О будущем? Нет, о будущем говорят мало. Оно всегда абстрактное. Там вроде как должно стать лучше, несмотря на то, что день ото дня становится только хуже. Такой уж парадокс.
Дорога ради дороги.
Горький пакетик чая в стакане не помощь в пути, он и есть путь, самоцель и Уроборос русского бытия. Влажный матрас, гремящие рундуки.
Люди, с серыми и голубыми глазами едут в дорогу ради того, чтобы пить чай, слушать разговоры, дышать углём, сыроватым холодом плацкарта.
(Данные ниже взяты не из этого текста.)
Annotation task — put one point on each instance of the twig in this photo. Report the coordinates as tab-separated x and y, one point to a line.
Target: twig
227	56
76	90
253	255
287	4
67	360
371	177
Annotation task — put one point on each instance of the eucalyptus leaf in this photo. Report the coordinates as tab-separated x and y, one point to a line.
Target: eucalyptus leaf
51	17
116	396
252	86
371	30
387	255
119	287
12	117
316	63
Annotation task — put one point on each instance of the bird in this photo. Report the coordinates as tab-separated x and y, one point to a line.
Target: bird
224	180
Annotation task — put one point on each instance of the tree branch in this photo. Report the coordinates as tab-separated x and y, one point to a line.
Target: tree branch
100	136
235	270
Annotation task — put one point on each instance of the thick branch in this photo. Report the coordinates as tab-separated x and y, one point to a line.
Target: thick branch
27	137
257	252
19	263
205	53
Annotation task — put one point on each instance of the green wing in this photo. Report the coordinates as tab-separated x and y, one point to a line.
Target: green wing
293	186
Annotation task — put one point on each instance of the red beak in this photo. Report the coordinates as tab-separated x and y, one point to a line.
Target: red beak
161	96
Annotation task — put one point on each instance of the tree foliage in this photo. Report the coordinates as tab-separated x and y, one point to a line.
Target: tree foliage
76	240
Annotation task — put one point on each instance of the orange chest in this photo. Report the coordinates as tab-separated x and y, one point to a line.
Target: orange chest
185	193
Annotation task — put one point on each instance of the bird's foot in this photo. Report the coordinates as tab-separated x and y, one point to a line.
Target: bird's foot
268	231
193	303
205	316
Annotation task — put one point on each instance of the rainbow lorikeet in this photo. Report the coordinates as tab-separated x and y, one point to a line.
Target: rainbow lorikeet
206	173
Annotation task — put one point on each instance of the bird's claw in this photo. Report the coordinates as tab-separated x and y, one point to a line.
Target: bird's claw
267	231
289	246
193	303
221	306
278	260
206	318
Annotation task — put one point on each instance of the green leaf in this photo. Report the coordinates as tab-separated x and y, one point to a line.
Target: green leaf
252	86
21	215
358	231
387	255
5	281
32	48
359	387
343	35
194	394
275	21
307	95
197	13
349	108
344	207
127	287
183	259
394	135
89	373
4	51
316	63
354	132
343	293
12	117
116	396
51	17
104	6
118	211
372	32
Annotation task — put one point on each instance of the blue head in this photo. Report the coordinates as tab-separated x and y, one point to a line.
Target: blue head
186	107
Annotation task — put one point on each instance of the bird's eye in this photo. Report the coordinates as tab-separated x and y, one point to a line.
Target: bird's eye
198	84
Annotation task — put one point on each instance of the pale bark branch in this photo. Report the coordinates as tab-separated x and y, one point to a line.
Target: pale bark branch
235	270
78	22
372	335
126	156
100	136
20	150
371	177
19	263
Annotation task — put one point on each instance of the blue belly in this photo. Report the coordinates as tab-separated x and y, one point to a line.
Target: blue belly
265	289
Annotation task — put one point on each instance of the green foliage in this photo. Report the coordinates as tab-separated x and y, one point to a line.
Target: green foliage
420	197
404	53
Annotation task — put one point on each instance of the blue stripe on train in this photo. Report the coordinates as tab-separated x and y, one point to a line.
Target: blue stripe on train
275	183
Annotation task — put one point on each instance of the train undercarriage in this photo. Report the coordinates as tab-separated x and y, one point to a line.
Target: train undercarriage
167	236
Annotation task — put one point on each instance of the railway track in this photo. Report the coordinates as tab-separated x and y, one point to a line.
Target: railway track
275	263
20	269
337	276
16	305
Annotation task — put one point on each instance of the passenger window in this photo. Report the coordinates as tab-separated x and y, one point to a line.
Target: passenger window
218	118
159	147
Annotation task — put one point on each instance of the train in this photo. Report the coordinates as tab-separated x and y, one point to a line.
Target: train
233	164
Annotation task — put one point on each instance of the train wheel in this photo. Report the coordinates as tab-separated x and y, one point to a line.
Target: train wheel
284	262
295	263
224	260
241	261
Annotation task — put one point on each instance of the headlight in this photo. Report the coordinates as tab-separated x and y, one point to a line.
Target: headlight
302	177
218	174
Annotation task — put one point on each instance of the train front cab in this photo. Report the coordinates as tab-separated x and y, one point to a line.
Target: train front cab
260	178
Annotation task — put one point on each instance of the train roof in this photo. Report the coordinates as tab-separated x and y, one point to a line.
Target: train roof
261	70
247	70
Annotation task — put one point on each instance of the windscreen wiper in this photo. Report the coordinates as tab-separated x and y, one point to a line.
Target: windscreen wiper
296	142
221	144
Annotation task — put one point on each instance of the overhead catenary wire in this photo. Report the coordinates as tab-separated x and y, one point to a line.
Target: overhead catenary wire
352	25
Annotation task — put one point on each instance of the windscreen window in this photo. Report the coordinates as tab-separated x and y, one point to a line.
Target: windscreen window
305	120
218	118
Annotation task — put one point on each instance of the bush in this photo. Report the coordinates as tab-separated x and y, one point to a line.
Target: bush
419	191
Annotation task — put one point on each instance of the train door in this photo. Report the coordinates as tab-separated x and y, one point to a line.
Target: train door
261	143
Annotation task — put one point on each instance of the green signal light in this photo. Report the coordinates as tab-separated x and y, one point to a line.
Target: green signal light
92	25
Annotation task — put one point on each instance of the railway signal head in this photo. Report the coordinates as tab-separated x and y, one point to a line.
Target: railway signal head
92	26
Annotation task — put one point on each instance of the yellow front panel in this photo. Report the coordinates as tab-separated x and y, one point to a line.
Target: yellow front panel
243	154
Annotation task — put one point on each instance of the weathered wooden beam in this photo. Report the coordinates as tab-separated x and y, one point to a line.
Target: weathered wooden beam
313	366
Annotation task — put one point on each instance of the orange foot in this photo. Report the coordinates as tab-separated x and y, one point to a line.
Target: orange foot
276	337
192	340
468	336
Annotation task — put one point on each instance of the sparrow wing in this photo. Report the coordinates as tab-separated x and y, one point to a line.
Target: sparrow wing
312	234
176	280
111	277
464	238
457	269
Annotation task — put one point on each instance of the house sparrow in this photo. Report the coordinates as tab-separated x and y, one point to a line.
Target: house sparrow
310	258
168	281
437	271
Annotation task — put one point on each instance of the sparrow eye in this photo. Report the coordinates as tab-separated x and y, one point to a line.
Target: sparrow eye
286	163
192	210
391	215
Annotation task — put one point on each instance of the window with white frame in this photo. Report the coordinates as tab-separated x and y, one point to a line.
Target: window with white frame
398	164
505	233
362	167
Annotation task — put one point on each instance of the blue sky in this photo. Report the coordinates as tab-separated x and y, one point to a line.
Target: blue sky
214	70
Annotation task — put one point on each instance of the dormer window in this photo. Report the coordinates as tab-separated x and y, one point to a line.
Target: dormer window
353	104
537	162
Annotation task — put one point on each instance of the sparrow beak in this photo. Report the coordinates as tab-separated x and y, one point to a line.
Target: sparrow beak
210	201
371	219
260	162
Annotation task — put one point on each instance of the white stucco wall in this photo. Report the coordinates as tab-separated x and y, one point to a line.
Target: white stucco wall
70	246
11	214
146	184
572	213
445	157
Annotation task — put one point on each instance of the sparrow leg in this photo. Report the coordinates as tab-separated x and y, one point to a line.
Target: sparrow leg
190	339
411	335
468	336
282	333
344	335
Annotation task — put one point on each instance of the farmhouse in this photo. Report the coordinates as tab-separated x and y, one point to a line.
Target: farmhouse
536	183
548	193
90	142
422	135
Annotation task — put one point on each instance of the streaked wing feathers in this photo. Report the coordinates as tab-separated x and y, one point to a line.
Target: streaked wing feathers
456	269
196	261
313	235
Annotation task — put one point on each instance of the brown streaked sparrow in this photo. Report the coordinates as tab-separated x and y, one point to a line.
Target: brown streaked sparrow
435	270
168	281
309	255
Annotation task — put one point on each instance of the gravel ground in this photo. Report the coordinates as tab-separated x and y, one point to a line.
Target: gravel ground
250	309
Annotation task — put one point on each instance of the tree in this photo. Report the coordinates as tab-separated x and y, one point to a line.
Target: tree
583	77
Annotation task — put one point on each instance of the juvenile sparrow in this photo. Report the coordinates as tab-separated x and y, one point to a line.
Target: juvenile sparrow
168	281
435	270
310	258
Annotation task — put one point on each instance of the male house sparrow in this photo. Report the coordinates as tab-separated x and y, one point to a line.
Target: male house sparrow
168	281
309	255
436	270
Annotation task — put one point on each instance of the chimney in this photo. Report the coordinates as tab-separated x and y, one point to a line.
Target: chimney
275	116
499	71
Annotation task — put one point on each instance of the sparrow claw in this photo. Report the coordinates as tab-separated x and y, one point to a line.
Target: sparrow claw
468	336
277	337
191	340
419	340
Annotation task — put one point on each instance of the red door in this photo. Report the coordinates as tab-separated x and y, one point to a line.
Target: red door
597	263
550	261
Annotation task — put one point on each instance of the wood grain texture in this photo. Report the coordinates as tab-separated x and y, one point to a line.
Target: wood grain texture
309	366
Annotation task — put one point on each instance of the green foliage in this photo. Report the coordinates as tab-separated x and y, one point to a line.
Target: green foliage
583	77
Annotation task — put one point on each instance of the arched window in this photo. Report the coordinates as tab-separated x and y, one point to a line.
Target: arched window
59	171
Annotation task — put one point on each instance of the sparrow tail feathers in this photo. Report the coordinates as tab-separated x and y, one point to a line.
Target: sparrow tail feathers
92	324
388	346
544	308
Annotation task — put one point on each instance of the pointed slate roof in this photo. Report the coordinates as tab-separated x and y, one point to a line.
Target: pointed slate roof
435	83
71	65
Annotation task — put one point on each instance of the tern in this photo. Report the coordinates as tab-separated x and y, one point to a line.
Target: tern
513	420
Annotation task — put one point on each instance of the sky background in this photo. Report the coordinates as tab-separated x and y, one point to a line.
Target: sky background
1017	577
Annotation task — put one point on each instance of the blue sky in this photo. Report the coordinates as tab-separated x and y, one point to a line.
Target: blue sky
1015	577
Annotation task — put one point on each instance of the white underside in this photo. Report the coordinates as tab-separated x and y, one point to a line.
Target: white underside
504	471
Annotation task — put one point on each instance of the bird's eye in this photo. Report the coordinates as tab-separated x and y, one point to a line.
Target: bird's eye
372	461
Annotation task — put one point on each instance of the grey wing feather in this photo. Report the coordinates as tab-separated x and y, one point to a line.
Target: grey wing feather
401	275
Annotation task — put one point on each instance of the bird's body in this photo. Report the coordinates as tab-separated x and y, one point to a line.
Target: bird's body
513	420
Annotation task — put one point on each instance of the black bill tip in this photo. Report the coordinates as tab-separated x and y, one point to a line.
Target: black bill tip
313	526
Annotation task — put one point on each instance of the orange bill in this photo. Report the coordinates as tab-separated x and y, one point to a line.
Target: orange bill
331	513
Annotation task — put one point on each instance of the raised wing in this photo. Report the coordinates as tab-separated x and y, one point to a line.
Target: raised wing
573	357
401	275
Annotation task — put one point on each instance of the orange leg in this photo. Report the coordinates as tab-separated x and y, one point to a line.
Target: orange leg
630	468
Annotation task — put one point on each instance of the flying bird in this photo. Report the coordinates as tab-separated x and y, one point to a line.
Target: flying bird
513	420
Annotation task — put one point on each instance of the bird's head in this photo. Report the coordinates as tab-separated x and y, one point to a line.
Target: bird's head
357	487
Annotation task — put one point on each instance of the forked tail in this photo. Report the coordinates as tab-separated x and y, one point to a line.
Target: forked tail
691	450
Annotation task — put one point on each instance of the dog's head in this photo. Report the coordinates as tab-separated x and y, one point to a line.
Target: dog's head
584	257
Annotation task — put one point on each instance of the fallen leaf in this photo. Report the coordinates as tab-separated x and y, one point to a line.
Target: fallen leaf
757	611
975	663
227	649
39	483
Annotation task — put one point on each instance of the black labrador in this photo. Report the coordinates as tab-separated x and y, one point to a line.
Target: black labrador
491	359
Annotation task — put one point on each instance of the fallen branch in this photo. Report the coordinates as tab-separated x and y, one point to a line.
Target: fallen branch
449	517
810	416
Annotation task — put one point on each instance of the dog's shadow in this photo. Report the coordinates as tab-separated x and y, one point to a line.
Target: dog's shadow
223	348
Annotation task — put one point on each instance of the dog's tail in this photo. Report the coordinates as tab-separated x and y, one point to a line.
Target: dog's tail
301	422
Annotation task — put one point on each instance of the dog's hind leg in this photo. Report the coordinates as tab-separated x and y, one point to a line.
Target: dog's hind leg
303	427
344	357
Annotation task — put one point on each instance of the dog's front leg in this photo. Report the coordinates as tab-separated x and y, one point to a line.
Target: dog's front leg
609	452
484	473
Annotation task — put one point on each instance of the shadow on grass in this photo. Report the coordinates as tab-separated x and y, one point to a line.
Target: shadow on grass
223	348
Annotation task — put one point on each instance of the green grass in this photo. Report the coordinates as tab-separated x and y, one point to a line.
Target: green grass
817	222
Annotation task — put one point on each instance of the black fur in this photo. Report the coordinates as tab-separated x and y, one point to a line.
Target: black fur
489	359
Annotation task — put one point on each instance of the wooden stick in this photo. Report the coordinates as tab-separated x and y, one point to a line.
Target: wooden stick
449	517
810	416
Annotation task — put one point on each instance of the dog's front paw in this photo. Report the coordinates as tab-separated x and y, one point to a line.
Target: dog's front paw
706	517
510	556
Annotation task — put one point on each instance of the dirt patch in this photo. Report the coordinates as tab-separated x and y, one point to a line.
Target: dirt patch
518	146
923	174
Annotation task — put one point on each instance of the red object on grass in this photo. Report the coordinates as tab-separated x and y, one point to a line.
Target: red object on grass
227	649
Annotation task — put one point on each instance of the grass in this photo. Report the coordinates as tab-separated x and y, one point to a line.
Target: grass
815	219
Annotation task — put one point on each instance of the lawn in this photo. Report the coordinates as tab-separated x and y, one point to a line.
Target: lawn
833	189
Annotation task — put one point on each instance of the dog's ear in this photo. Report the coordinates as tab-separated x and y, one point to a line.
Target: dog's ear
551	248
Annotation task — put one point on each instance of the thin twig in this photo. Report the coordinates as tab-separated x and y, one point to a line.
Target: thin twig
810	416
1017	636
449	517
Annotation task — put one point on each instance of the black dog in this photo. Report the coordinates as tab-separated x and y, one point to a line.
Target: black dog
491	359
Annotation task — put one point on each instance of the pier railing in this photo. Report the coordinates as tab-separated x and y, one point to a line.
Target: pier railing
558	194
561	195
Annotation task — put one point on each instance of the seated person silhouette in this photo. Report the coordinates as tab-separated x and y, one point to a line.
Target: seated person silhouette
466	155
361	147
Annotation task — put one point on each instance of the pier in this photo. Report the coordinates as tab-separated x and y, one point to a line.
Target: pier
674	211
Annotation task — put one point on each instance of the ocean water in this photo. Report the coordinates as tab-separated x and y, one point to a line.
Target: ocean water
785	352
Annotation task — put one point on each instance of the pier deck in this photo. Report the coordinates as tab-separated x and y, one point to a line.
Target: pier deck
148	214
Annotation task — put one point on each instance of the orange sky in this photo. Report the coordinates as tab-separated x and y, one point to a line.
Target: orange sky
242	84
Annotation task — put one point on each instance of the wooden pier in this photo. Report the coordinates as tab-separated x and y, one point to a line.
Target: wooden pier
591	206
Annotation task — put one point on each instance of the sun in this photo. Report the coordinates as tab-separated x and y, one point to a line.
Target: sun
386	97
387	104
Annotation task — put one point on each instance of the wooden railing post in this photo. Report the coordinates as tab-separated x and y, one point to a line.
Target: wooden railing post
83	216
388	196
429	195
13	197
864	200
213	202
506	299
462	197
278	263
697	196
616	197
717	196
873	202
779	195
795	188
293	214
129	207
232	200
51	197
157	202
Ощущать это дразнящее прикосновение вот он, Смысл. Великий смысл всего и вся, вьётся как балтийская салака, шаркает хвостом хватаешь его, а он выскальзывает. И вновь дразнится. Скручивается то в знак Ом, то в стихи тоскующего поэта, то в истину на дне винной бутылки.
Нигде так близко не дразнится иллюзия Постижения Смысла, как в поезде.
Лежишь на полке, насквозь прозаичная ситуация а кажется, что абсолютно всё понял.
И неразборчивые голоса из динамиков полустанков сладкоголосые сирены. И влажный матрас ласковый плен.
Вечный фронтир доехать, дойти, добрести. Поддержать тело горячим дошираком, смахнуть оцепенение дум.
Разбежаться от разгульности вагона-ресторана, палёной водки на последние, до великой медитации перестука колес.
Одиночества, расфасованные по полкам вагонов, как яйца в холодильнике. Как брикеты в морозилке.
Этот человек мясо. Этот брюква. Этот банка пива. А этот уже испортился выбросить пора.
А когда дорога подходит к концу, то даже самую яркую радость от возвращения в родные места вытесняет грусть а Смысл вновь ускользнул. Вновь махнул хвостом и исчез. Подразнился, поматросил и бросил.
Ушёл соблазнять других.
Дорога завершается. До новой дороги, и нового горького пакета чая в гранёном стакане, в алюминиевом подстаканнике.
Камо грядеши: 60, 41
Глава 4. Как я уверовал в Бога
Дело было так: жил я ещё на Пятницком в Москве, а прямо под домом, в соседнем подъезде, был круглосуточный магазин.
Там продавалась сангрия. Настоящая испанская вкусная до невероятности. Пьётся как компот, аж мурлыкаешь. А потом хрясь, и хмель накрывает, приятный такой, южный, окутывающий.
И стоил тетрапак сангрии, как сейчас помню, 96 рублей. Дороже, чем в безакцизной Андорре, рае алкоголика, но вообще почти даром за такую вкусноту.
А я выпить не дурак был. Но с деньгами сущая чересполосица то есть они, а то мелочь на проезд собираю.
И вот часов 11 вечера. Денег нет. Безумно, просто до одури, хочется сангрии.
Сотня, всего одна сотня деревянных рублей может спасти гиганта мысли, отца русской демократии, но этой сотни нет.
И возопиет гигант мысли, отец русской демократии.
Все юбилейные десятки и двушки уже израсходованы. Коллекционные два доллара одной купюрой их и разменять негде, а ежель бы и было на то время это меньше шестидесяти рублей.